Говоря об Александре Одоевском, с которым Огарёв чрезвычайно сблизился на Кавказе, и о его религиозности, он замечает: «Был ли Одоевский католик или православный, не знаю… Он был просто христианин, философ или скорее поэт христианской мысли… Вообще церковь ему была не нужна, ему только было нужно подчинить себя идеалу человеческой чистоты, которая для него осуществилась во Христе». Далее, рассказывая о том, как повлиял на него Одоевский, Огарёв говорит: «Вскоре я мог с умилением читать Фому Кемпийского, стоять часы на коленях перед распятием и молиться». К этой же теме Огарёв обращается и в поэме «Юмор»: «В моей душе есть тихий свет…» и т. д.
Именно этот тип религиозности описывает А.Ф.Писемский в романе «Люди сороковых годов», появившемся в 1869 году. Его герой Павел Вихров приходит в дни Страстной недели в церковь; сначала он «беспрестанно переступал с ноги на ногу… любовался, как восходящее солнце зашло сначала в окна алтаря, а потом стало проникать и сквозь розовую занавеску, закрывающую резные царские врата», но «возвратился из церкви под влиянием сильнейшего религиозного настроения»…

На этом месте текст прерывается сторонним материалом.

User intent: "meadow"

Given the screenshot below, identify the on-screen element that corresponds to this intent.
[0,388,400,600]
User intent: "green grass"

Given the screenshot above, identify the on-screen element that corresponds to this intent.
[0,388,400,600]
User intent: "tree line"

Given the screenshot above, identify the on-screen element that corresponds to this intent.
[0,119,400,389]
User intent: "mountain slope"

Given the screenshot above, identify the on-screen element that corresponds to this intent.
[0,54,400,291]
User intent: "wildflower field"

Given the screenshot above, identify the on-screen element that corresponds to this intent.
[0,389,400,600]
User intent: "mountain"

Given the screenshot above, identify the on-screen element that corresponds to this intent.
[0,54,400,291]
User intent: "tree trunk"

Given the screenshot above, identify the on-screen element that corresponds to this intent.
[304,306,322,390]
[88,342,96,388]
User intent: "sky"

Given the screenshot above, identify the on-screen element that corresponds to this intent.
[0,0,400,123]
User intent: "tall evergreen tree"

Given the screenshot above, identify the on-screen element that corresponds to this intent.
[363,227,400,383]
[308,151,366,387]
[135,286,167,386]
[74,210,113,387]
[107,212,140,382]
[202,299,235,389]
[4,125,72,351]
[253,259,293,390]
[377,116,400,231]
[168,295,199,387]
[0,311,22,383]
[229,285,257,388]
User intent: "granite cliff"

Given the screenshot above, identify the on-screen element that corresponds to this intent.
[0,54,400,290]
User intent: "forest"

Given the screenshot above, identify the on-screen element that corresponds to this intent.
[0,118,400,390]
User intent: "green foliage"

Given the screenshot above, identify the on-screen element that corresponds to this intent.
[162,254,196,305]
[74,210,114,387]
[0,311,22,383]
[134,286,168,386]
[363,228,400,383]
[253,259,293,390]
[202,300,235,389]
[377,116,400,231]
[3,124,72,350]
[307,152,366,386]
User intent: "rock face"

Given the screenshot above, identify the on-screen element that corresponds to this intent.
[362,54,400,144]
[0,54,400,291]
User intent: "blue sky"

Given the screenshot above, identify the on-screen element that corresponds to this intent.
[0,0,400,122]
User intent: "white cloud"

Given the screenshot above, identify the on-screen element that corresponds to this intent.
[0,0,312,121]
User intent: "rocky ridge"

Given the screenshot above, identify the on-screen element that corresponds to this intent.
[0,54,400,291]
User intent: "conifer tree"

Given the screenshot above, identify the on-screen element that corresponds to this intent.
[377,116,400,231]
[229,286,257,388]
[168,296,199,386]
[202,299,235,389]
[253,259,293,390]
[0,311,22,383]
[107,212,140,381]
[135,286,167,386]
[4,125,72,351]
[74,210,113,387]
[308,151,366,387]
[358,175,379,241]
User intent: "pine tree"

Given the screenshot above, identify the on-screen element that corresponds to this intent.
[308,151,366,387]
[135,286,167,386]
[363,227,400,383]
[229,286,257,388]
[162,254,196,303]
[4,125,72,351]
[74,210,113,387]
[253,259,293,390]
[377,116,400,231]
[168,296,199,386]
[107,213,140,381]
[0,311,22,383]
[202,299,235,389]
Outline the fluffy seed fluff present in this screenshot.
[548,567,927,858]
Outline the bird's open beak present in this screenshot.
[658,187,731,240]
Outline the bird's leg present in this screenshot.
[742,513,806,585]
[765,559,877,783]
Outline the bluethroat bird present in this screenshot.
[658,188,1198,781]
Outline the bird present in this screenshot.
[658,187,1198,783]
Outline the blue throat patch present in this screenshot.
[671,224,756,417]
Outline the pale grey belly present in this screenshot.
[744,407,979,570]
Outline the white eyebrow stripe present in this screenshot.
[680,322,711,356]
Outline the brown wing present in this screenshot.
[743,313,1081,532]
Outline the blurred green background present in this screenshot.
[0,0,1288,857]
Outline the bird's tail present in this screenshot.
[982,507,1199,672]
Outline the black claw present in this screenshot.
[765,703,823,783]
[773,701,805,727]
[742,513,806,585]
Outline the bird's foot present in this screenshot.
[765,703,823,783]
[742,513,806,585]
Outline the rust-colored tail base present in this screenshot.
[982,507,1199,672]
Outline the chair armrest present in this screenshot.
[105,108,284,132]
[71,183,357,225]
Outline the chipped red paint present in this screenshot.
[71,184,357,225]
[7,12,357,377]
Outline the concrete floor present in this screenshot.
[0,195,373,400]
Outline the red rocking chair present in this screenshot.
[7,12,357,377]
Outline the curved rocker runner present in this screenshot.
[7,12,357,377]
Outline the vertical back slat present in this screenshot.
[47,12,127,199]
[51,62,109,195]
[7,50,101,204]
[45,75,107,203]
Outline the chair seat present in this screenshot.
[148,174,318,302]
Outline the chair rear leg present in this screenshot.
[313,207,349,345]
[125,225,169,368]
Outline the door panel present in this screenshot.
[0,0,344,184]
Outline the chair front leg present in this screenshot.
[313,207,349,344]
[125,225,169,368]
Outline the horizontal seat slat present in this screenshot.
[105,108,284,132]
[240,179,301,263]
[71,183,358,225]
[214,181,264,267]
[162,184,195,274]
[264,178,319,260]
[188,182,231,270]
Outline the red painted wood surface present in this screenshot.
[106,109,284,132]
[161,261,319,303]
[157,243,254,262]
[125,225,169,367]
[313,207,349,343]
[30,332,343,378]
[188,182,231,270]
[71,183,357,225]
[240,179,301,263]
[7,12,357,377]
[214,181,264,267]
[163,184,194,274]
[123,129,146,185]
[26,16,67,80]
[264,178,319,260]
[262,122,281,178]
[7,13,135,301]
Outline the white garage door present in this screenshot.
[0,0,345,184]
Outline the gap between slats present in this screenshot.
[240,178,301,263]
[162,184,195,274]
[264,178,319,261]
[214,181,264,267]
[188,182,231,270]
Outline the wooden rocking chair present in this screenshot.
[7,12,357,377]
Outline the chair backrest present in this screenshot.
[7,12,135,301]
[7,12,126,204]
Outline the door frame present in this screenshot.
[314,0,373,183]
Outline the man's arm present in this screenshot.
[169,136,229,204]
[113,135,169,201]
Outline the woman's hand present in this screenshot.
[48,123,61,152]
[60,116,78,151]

Далее, говоря о религиозных переживаниях своего героя, Писемский замечает: «Чистая и светлая фигура Христа стала являться перед ним как бы живая». «Затем во время причастия, – говорит Писемский, – у Вихрова задрожали руки, ноги, задрожали даже голова и губы, которыми он принимал причастие; он едва имел силы проглотить данную ему каплю – и то тогда только, когда запил ее водой, затем поклонился в землю и стал горячо-горячо молиться».

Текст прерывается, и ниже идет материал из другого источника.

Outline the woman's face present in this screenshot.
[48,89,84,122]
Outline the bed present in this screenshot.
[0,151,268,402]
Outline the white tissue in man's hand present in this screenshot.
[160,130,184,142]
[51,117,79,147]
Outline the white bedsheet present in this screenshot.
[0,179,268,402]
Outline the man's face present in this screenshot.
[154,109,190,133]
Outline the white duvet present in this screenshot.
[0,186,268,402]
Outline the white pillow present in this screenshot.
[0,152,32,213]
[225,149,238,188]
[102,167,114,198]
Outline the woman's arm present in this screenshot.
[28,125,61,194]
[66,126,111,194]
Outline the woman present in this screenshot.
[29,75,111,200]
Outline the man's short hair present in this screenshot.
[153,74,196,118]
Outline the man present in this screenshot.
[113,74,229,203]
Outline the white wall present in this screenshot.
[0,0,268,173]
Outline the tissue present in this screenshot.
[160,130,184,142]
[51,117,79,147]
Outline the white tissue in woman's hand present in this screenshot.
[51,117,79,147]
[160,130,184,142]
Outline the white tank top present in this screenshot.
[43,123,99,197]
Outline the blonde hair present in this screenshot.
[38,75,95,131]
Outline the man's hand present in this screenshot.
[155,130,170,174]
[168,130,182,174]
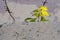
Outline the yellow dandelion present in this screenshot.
[39,6,47,11]
[40,11,49,17]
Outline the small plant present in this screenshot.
[25,0,49,22]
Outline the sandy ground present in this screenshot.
[0,0,60,40]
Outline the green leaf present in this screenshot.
[33,9,39,12]
[30,18,36,22]
[40,17,48,22]
[25,18,36,22]
[33,13,41,17]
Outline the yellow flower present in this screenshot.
[39,6,47,11]
[40,11,49,17]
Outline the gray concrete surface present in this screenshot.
[0,0,60,40]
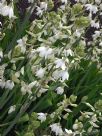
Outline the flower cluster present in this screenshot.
[0,0,102,136]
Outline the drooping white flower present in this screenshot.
[52,70,69,82]
[38,113,46,122]
[5,80,14,90]
[56,87,64,95]
[85,4,98,14]
[65,128,75,136]
[36,68,45,78]
[0,5,15,19]
[64,49,73,57]
[91,20,100,29]
[8,105,16,114]
[50,123,63,136]
[17,37,27,54]
[60,70,69,81]
[55,59,66,70]
[37,46,53,59]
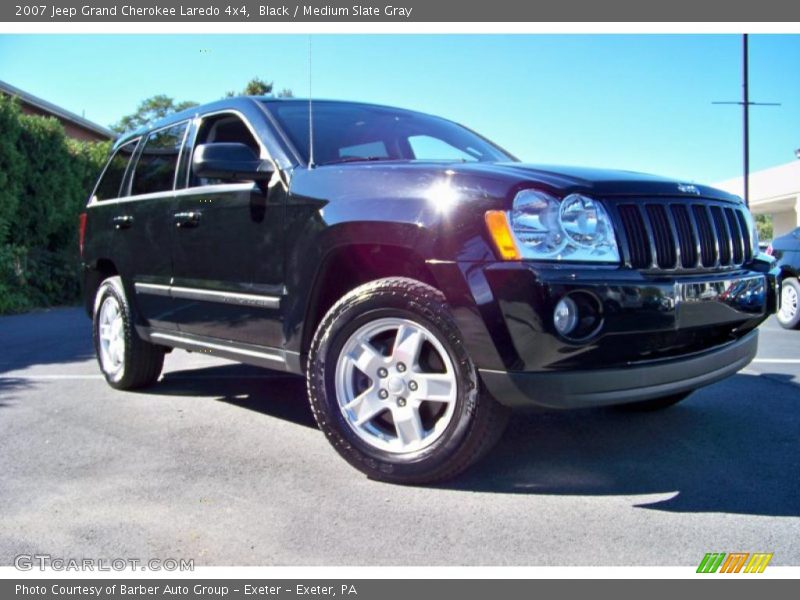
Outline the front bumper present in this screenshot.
[428,261,777,408]
[480,330,758,408]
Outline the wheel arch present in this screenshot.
[83,258,119,317]
[300,242,438,355]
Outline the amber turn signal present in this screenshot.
[485,210,522,260]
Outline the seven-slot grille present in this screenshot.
[616,199,753,270]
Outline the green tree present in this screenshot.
[111,94,197,133]
[225,77,273,98]
[111,77,294,133]
[0,96,111,313]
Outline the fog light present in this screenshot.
[553,296,578,336]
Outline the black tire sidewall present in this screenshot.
[92,277,134,389]
[309,282,479,480]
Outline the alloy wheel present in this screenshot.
[335,317,458,454]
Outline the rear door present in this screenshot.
[171,111,285,348]
[113,121,188,329]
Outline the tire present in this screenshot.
[775,277,800,329]
[307,277,509,484]
[92,277,165,390]
[617,390,694,412]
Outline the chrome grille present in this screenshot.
[614,199,753,271]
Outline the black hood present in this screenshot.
[452,162,740,202]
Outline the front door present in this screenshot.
[171,112,285,348]
[111,122,188,329]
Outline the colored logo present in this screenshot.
[697,552,772,573]
[678,183,700,196]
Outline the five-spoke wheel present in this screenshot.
[307,277,508,483]
[336,317,457,453]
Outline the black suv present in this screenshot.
[81,97,776,483]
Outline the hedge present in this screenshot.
[0,96,111,314]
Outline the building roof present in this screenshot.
[715,160,800,212]
[0,81,117,140]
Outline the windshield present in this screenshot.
[265,101,514,165]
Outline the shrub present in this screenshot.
[0,96,111,314]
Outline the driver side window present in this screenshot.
[189,114,261,187]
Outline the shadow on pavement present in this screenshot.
[446,374,800,516]
[0,308,94,374]
[134,358,800,516]
[152,364,317,429]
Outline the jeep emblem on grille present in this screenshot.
[678,183,700,196]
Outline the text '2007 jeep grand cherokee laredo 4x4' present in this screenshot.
[81,97,776,483]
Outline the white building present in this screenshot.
[714,160,800,237]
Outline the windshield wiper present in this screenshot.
[320,156,396,165]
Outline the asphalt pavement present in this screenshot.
[0,309,800,566]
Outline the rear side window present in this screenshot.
[131,123,187,196]
[92,139,139,201]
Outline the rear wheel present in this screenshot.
[308,278,508,484]
[92,277,164,390]
[775,277,800,329]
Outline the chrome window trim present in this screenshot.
[86,182,256,208]
[86,136,142,207]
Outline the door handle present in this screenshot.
[111,215,133,229]
[173,210,201,227]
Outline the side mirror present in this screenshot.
[192,143,273,181]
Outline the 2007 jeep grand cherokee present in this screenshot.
[81,98,776,483]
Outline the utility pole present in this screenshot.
[711,33,780,206]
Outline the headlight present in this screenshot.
[500,190,619,263]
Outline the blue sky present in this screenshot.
[0,34,800,182]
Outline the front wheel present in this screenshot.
[307,278,508,484]
[92,277,164,390]
[775,277,800,329]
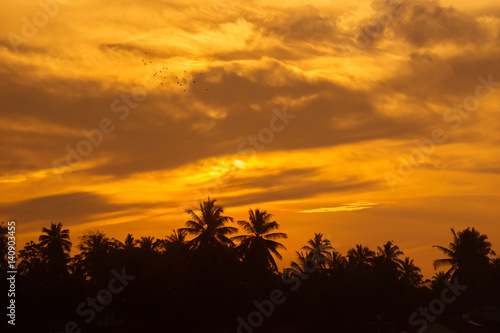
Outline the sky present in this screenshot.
[0,0,500,278]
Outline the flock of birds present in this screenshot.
[141,52,208,92]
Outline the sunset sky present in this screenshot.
[0,0,500,278]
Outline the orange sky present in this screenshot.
[0,0,500,277]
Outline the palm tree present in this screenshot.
[232,209,288,271]
[377,241,404,264]
[347,244,375,267]
[139,236,161,251]
[179,197,238,250]
[78,230,117,280]
[399,257,423,287]
[285,251,312,275]
[433,227,495,279]
[162,229,187,254]
[302,233,333,267]
[38,223,72,275]
[78,230,115,260]
[326,251,347,272]
[166,229,187,244]
[431,271,448,290]
[17,241,45,276]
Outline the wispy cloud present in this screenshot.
[300,202,378,213]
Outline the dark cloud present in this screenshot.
[388,0,489,47]
[220,179,378,207]
[0,192,151,228]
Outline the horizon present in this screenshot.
[0,0,500,279]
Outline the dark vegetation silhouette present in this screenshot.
[0,198,500,332]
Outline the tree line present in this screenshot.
[0,198,500,332]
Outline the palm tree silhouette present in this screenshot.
[302,233,333,267]
[38,223,72,276]
[120,234,139,251]
[179,197,238,250]
[399,257,423,287]
[347,244,375,267]
[325,251,347,272]
[78,230,115,260]
[77,230,117,279]
[433,227,495,278]
[166,229,187,244]
[286,251,312,275]
[139,236,161,251]
[232,209,288,271]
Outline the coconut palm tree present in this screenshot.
[433,227,495,278]
[325,251,347,273]
[285,251,312,276]
[399,257,423,287]
[120,234,139,251]
[139,236,161,252]
[232,209,288,271]
[179,197,238,250]
[166,229,187,244]
[78,230,115,260]
[377,241,404,265]
[77,230,117,280]
[302,233,333,267]
[347,244,375,267]
[17,241,46,276]
[431,271,448,290]
[38,223,73,275]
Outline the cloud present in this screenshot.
[299,202,378,213]
[388,0,489,47]
[0,192,151,228]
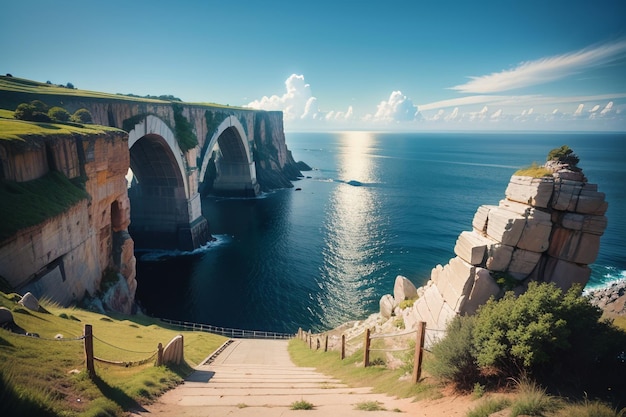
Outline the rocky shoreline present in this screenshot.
[585,280,626,317]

На самом деле романтической религиозности был не вполне чужд и такой, казалось бы, беспощадный критик христианства и полный рационалист, как Герцен (вообще Вихров у Писемского – это sui generis[34]

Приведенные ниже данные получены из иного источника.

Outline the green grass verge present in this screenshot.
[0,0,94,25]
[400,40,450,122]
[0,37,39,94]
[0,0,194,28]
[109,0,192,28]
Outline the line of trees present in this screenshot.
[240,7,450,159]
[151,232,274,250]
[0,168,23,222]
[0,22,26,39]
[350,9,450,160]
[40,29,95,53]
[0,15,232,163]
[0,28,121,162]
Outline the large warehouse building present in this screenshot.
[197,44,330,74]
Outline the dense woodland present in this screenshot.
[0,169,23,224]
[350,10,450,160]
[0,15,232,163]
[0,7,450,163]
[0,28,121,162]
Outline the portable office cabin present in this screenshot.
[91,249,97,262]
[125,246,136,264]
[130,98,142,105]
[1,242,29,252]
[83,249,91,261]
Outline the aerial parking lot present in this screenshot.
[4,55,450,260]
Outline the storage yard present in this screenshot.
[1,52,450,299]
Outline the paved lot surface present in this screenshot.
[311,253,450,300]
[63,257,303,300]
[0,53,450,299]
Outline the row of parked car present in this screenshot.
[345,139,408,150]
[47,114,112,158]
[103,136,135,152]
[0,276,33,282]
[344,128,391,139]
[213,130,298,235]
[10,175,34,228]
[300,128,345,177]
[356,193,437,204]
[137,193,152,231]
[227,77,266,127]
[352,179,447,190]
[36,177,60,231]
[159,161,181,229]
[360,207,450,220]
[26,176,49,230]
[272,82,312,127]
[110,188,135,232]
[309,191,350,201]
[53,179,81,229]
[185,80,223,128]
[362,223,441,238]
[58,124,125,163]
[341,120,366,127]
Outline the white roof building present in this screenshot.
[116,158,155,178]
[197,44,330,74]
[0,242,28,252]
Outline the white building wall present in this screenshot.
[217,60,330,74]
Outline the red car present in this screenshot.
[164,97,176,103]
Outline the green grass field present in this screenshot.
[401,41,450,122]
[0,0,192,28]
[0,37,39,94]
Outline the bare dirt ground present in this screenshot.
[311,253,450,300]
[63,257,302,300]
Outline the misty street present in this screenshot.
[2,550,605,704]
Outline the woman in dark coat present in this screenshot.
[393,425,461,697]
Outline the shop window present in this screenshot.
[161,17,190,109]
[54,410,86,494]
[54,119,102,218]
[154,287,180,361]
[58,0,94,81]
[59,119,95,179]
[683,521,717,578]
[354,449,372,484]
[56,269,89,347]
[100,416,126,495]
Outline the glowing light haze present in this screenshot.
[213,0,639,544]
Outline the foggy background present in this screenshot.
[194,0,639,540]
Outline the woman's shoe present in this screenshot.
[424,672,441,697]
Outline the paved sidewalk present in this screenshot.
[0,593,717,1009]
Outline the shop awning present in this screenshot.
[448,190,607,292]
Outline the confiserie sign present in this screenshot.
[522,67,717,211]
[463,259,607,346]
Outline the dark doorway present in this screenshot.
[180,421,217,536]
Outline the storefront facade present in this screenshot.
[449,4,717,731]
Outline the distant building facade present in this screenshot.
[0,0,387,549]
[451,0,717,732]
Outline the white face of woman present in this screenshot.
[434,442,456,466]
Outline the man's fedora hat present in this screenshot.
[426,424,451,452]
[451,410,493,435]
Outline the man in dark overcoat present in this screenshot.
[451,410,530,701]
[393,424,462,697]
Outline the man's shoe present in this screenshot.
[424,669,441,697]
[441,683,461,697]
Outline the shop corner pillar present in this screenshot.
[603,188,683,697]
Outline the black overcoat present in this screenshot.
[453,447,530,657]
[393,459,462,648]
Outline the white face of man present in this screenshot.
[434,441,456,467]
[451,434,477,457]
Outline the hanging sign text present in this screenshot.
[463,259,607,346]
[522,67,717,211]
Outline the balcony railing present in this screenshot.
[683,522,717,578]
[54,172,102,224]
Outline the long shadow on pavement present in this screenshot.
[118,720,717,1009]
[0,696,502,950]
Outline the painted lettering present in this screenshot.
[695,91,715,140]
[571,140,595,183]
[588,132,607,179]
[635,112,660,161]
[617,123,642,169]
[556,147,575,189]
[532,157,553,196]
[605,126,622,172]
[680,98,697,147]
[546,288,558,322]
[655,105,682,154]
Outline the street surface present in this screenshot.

среднее арифметическое из Герцена и самого Писемского). В начале «Былого и дум» Герцен вспоминает о том, как в юности в эпоху увлечения вольтерианством «с холодным чувством» впервые взял Евангелие в руки, но стал читать его много и с любовью, по-славянски и в лютеровом переводе. «Во все возрасты, при разных событиях я возвращался к чтению Евангелия, и всякий раз его содержание низводило мир и кротость на душу», – пишет Герцен. Павел Вихров у Писемского во время болезни тоже «беспрестанно, лежа на постели, молился и читал Евангелие».«Преображенное православие» (напомню, что это выражение Огарёва!) – это одна из основных тем в «Людях сороковых годов» Писемского, раскрывающаяся прежде всего на примере Неведомова. Писемский рассказывает, как домой к Неведомову приходит Вихров. На столе у того лежит череп.
«Череп, вероятно, означает напоминание о смерти? (спрашивает Вихров).
Неведомов слегка улыбнулся.
– Отчасти; кроме того я и анатомией люблю немного заниматься, – отвечал он.
– Ну, а Евангелие?
Неведомов при этом вопросе уже нахмурился.